El bloqueador neuromuscular, influye en la función de la acetilcolina, evitando su acción en los receptores de la placa neuromuscular, por lo que el sistema nervioso central (SNC) se ve imposibilitado para actuar sobre la musculatura esquelética, por lo que producen una parálisis temporal.

Es muy común su uso en salas de cirugía, unidades de cuidado intensivo y salas de emergencia.

Estos se emplean en conjunto con anestésicos generales en procedimientos quirúrgicos.  Algunos de estos son el atracuronio, pancuronio, etc.

Espasmolíticos, generalmente son los que más se conocen del grupo de relajantes musculares, estos se encargan principalmente de disminuir el dolor músculo-esquelético, la espasticidad y los espasmos musculares agudos.

Algunos relajantes musculares también se pueden emplear para el tratamiento de la ansiedad y provocar somnolencia. También se discute, que puede actuar sobre ciertos nervios que causan dolor y por lo tanto lo alivian.

Algunos nombres de relajantes musculares que actualmente se emplean son: Carisoprodol, Ciclobenzaprina. Diazepam, Metocarbamol, Tizanidina, Clorzoxazona.

Artritis reumatoide y relajantes

La artritis reumatoide es una afección inflamatoria crónica, es decir un trastorno que se caracteriza por hinchar áreas del cuerpo, padeciéndose por mucho tiempo.

Generalmente afecta las articulaciones, pero se puede reflejar en la piel, los ojos, los pulmones, el corazón y los vasos sanguíneos.

Esta enfermedad es un trastorno auto-inmunitario, es decir, es el sistema inmunitario que protege al organismo contra infecciones, arremete por equivocación contra los tejidos del cuerpo.

Esta afección provoca una inflamación y rigidez sumamente dolorosa, genera erosión del hueso y deformación de las articulaciones.

Esta enfermedad actualmente no tiene cura, Sin embargo, nuevos fármacos elevan la calidad de vida del enfermo, tratando de calmar el dolor, la rigidez y mejorar la movilidad. El tratamiento para la artritis es una combinación de fármacos y cambios en el estilo de vida.

Existen numerosos tipos de medicamentos que forman parte de la terapia que intenta controlar y aliviar el dolor que causa la artritis. Sin embargo, su prescripción depende del tipo de artritis y que tan fuerte es el dolor que aqueja al paciente y otros factores que son imprescindibles considerar.

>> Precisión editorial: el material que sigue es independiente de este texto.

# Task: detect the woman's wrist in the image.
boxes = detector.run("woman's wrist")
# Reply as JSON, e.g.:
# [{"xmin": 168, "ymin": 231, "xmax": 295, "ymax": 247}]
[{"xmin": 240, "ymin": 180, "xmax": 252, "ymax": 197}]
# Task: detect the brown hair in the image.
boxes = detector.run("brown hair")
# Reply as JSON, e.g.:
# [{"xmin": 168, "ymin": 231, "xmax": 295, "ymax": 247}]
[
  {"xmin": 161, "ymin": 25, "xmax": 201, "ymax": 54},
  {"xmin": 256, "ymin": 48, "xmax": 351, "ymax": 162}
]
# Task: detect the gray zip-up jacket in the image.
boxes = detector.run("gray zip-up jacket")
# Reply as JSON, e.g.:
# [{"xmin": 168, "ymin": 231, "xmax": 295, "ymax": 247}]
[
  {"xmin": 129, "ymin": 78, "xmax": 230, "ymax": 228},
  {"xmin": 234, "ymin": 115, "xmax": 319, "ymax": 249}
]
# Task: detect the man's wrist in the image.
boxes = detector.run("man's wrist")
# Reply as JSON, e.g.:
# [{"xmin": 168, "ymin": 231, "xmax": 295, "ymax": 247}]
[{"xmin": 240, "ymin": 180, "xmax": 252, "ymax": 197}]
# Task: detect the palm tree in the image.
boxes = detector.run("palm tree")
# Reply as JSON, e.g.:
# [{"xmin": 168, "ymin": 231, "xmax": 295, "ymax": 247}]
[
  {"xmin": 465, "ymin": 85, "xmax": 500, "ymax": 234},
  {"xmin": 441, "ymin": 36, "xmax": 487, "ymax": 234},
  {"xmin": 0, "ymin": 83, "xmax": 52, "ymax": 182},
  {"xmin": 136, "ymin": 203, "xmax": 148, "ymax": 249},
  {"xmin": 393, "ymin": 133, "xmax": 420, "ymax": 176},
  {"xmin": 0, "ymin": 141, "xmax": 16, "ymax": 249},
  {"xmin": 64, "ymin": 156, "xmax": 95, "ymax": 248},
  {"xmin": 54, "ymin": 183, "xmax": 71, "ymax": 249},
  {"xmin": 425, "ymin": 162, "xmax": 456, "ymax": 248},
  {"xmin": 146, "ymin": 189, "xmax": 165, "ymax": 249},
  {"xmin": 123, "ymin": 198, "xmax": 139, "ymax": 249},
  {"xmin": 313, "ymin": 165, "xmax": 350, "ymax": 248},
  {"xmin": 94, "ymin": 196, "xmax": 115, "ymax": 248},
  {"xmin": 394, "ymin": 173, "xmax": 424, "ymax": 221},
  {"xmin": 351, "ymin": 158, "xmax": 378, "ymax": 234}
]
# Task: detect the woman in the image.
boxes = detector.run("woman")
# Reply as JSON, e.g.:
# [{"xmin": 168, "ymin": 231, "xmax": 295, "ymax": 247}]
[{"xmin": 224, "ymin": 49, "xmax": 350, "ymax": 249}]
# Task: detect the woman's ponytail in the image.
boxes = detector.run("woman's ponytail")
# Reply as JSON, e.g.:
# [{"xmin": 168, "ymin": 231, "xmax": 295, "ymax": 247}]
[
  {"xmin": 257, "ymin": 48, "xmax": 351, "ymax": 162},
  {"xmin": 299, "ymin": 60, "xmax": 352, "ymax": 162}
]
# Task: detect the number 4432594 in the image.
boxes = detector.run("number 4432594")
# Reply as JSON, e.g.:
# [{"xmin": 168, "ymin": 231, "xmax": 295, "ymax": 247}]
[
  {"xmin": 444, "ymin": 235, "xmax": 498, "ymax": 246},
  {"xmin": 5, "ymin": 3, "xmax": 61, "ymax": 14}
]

Entre los fármacos más recomendados por los médicos para aliviar el dolor causado por la dolencia, encontramos:

1-Los analgésicos: fármacos diseñados para aliviar el dolor y que también pueden en algunos casos, disminuir la inflamación.

En el caso de las formas leves o moderadas de artritis, el tratamiento de inicio para dar alivio al dolor es el acetaminofeno, El acetaminofeno no puede ingerirse en dosis superiores a cuatro mil miligramos diarios, en estos casos.

2- Anti-inflamatorios no esteroides: estos permiten disminuir la rigidez, la inflamación y el dolor en las articulaciones.

Los AINEs evitan la síntesis de prostaglandinas, sustancias químicas producidas por el organismo, que causan hinchazón y por lo tanto una respuesta de dolor.

Entre este tipo de medicamentos podemos encontrar la aspirina, el ibuprofeno, diclofenaco, piroxicam, etc.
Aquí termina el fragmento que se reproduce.